As I listened to my recording today a rush of emotions came flooding back, feelings of love and yearning for my family and a life I left behind and it sparked a much bigger conversation in my head that I will now attempt to lay down to virtual paper.
The Larger Conversation
Ask any musician and they will tell you that the material value or music has been slipping for a long time. For most musicians who have been in the game for a long time, the game changed drastically after 9/11. Clubs stopped giving bands guarantees, CD Sales began their inevitable slog to obscurity, and fans of music started to look to new ways to find and share their music.
But while there's no doubt its been a tough ride for the professional musician over the past decade, there is much to be thankful for in the ruins of the wildfire that swept through and destroyed the industry. New technologies have emerged like flowers from a fire, and from that devastation grows a new awareness of the importance of music and art in our lives.
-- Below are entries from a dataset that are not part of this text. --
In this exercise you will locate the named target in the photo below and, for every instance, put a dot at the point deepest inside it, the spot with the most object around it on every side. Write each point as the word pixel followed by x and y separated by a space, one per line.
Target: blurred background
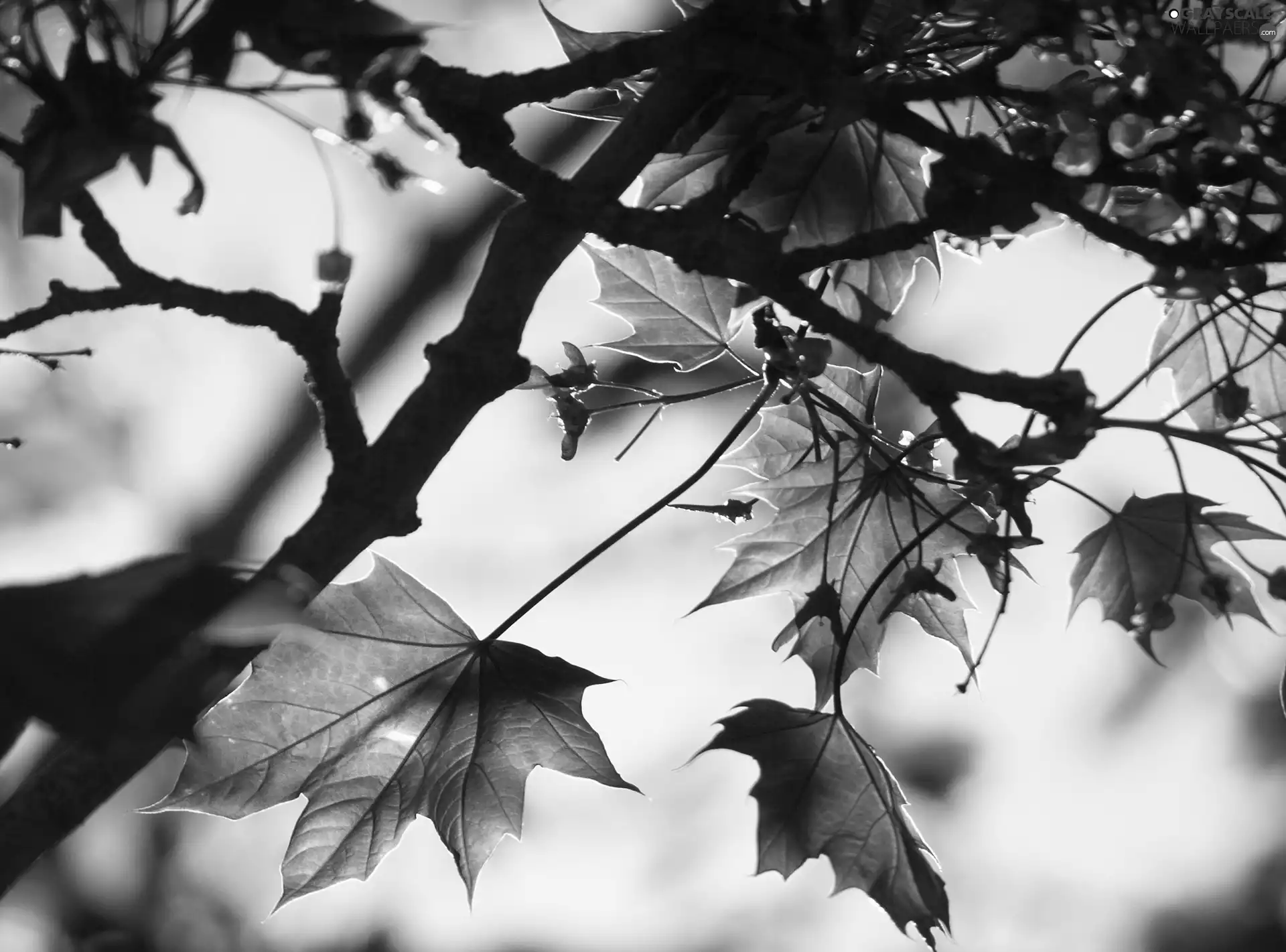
pixel 1082 801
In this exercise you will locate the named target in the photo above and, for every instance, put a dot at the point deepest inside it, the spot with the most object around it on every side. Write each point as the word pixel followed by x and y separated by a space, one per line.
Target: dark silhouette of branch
pixel 468 368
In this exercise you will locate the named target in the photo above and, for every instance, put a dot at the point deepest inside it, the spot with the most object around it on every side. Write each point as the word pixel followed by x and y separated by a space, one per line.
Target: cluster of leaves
pixel 808 194
pixel 96 98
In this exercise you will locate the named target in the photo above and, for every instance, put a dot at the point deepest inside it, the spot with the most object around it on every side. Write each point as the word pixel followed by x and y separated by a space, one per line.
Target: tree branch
pixel 468 368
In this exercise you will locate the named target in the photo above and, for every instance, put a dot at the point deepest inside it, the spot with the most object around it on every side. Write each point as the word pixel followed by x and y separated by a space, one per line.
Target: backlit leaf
pixel 817 187
pixel 577 43
pixel 1147 552
pixel 879 508
pixel 678 317
pixel 823 791
pixel 387 708
pixel 1206 338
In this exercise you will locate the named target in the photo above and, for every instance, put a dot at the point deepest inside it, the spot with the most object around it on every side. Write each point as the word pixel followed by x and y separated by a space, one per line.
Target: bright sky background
pixel 1100 789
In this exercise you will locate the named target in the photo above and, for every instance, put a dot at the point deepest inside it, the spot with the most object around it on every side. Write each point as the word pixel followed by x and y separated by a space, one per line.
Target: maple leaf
pixel 817 187
pixel 678 317
pixel 785 434
pixel 1204 338
pixel 1159 547
pixel 823 791
pixel 623 93
pixel 388 709
pixel 92 119
pixel 877 510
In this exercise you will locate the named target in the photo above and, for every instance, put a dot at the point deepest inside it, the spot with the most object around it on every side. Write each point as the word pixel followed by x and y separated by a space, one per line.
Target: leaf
pixel 823 791
pixel 879 508
pixel 577 43
pixel 1145 553
pixel 732 511
pixel 391 708
pixel 678 317
pixel 98 116
pixel 817 187
pixel 1204 342
pixel 785 434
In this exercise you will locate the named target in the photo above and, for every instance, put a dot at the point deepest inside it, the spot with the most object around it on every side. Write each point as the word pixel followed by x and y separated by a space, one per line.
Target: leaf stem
pixel 724 444
pixel 665 401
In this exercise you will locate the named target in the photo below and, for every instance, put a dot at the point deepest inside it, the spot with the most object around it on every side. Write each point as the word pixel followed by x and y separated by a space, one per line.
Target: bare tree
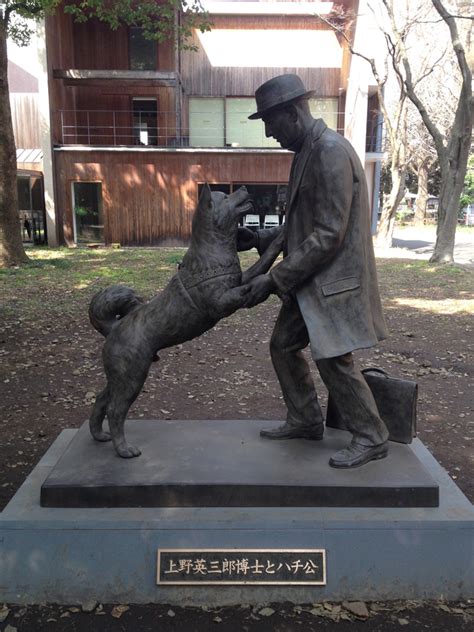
pixel 411 28
pixel 452 148
pixel 422 160
pixel 393 105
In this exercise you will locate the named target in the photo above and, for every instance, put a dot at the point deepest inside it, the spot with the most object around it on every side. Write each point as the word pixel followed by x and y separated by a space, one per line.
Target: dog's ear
pixel 205 199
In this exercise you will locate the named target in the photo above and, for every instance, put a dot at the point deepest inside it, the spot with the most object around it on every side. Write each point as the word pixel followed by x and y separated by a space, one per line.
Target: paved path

It has to be hard for a young musician to find any sort of sustainable future in music. Competition is fierce, almost anybody can make a recording, and there are less and less ways to make money.
But you know, it was hard in the 70's, it sucked in the 80's, and the 90's and early 2000's were crooked and unsustainable. Through each decade we've learned a bit more and I truly believe we are moving back to the natural and functional purpose of music which is to enrich community; to make people dance, sing, laugh and cry. Music is a language that we use to communicate with one another, its a prism through which we interpret the world. Even in a world where nobody makes a dime from music, its value to humanity is immeasurable.